Thursday, November 07, 2013
Church, Not Event
“The culture has changed, therefore the church must change.” That refrain, whether expressed or assumed, is the dominant motif of much of today’s church literature. And almost always, I’m unconvinced. Too often evangelicals mistake superficial trends for tectonic shifts. And too often we simply mirror the culture, as if what the world really needed was for the church to be just like it.There is a lot of wisdom there. We tend to think of "church" as a location or event, but it is not. Now even that statement is cliche' for many. But the cliche' stops there - no one goes on to say what church really is.
Tim Chester and Steve Timmis’ new book Everyday Church does highlight recent shifts in Western culture, and it calls for churches to change in response. Yet refreshingly, their analysis of culture and prescriptions for change hit the mark just about every time.
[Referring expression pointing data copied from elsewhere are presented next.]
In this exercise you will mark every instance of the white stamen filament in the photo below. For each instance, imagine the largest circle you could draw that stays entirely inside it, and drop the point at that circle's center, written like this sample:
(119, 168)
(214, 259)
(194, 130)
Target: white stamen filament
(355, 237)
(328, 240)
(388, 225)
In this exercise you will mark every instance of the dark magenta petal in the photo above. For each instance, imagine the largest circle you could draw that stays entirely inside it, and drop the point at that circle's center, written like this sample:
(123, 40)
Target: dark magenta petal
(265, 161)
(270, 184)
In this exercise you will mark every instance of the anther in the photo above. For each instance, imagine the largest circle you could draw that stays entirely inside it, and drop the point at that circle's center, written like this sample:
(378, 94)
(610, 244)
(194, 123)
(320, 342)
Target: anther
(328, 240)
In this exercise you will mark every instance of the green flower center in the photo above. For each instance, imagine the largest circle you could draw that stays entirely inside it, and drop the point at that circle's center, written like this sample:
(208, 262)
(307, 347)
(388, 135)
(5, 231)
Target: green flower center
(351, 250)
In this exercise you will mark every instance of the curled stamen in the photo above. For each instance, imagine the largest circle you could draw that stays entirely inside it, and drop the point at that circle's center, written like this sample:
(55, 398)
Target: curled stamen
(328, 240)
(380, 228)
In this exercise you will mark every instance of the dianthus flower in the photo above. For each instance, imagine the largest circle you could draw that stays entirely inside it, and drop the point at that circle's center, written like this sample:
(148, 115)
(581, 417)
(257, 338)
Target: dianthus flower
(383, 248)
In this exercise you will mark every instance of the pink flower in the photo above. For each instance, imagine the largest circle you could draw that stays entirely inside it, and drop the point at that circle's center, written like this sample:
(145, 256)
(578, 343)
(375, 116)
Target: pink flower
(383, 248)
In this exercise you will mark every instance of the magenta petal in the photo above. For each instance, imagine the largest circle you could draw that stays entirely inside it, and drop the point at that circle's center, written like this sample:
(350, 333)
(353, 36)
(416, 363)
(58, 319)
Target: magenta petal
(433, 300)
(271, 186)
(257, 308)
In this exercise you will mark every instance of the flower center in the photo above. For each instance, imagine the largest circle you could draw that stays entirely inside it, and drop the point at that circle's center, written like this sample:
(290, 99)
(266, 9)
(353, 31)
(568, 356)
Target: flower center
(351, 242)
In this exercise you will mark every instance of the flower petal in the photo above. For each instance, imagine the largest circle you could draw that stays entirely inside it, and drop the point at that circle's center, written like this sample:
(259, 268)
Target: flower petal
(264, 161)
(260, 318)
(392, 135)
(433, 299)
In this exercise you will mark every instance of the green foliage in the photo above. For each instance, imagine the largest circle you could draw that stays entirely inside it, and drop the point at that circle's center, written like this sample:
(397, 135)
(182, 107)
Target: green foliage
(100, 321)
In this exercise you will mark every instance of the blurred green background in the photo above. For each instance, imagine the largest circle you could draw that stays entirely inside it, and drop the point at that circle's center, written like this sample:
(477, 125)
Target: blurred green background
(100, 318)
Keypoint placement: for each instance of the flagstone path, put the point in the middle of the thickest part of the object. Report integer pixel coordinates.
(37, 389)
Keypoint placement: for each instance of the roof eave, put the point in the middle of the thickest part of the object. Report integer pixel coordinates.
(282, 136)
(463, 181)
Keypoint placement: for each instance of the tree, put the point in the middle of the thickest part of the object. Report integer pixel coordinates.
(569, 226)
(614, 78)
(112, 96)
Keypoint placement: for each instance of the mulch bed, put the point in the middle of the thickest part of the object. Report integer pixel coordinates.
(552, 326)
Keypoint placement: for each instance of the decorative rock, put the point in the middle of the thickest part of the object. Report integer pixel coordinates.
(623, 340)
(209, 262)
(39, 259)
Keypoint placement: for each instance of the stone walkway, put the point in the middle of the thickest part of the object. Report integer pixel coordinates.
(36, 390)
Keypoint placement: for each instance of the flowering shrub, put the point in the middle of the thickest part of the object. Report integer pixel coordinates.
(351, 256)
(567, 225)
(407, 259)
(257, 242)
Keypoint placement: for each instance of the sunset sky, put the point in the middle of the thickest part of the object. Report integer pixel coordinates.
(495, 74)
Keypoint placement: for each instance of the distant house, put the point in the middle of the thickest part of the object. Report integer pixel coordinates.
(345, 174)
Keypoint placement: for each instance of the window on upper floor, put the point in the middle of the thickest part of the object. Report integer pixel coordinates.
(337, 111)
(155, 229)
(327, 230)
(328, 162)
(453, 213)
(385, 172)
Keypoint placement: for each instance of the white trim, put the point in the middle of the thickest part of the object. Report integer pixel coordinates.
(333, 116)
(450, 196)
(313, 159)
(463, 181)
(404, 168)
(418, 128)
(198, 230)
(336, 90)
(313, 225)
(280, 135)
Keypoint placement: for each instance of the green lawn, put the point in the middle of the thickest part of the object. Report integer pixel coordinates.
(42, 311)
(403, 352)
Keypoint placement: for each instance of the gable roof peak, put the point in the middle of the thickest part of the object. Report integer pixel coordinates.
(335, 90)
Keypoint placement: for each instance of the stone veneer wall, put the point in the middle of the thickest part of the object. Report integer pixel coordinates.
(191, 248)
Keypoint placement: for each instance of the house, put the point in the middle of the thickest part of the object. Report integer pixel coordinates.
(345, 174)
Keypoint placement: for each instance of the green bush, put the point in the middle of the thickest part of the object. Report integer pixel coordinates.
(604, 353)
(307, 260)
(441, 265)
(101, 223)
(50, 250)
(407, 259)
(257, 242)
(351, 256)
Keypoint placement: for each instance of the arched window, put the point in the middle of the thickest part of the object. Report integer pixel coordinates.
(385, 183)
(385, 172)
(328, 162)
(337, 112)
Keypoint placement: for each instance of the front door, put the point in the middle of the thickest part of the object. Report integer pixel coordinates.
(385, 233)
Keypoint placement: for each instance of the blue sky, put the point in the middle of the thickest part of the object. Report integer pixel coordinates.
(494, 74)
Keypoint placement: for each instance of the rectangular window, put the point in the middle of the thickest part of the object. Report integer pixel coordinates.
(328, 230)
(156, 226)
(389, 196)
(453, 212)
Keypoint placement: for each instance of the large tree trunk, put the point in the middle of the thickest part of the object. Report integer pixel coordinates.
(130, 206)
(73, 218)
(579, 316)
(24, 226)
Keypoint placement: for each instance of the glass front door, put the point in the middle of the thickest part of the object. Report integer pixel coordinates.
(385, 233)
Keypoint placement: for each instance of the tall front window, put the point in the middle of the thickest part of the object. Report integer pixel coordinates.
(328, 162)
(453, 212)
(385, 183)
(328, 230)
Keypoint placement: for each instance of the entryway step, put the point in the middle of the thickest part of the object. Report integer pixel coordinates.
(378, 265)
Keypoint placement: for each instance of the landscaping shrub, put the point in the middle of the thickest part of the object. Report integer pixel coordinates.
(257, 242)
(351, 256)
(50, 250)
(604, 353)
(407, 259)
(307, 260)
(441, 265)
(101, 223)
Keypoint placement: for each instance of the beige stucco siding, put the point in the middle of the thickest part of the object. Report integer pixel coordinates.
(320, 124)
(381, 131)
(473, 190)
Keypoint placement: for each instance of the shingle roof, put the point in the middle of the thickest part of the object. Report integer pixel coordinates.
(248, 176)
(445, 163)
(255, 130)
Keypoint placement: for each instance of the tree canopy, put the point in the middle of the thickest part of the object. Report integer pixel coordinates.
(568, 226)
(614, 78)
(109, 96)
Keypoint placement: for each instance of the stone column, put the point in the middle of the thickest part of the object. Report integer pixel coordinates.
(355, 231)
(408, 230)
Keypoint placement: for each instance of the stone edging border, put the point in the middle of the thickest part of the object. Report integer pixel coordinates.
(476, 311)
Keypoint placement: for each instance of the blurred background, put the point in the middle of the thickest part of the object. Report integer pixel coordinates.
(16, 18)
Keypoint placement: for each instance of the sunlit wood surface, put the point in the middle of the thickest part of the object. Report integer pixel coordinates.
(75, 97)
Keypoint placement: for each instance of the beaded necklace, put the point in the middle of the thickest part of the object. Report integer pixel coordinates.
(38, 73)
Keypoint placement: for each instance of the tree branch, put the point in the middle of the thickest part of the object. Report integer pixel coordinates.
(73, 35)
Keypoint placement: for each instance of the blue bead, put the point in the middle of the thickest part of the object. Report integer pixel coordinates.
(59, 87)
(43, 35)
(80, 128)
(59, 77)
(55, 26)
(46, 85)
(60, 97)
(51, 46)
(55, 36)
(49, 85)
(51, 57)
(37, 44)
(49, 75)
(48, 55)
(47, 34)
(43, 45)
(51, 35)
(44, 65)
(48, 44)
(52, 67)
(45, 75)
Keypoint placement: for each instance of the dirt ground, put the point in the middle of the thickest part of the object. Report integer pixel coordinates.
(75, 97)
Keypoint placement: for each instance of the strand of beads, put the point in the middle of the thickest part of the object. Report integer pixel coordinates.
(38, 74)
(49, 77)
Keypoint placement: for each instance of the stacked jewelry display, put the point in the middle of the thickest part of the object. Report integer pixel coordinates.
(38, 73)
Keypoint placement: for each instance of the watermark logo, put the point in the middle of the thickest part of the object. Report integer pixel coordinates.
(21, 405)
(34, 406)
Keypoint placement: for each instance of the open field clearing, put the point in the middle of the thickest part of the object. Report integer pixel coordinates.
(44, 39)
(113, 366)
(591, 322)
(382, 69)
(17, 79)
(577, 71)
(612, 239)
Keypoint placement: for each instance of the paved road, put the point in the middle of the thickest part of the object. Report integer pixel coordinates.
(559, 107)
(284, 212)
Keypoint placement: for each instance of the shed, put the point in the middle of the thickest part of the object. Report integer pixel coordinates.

POST-CHRISTENDOM EVANGELISM FOR A POST-CHRISTENDOM WORLD
The main premise of Everyday Church is that churches in the United Kingdom, and increasingly in America, are facing a post-Christendom world yet relying on evangelistic methods left over from Christendom. For generations we have tended to subsist on capital generated by a church-saturated culture, but now that the culture has shifted underfoot we are overdrawing our account.
When church occupied a central place in the culture, we could expect people to come to us. So church growth proponents of various stripes focused on providing the best Sunday-service product as defined by the tastes of a targeted clientele. But now, increasing numbers of people simply have no background in church and no desire to go to church. We cannot entice them to come to us, which means that we have to go to them.
Click here to read the whole review.
Certainly there is a place and a need for gathering, but church is more.
There is the old "body of Christ" thing, but this too seems to ill-defined.
Or is it? Quick - define a "cat." Did whatever you come up with adequately distinguish between a house cat and a mountain lion? I bet not. The point? Living things are hard to define and even harder to control, because you cannot control what you cannot define. And i think that is the heart of the problem. We want the church to be something well-defined and controllable. Yet, it is anything but. It is a living breathing organism, full of will (and ill-will.)
But, like most organisms one of its basic purposes is to grow and reproduce - if we will only let it.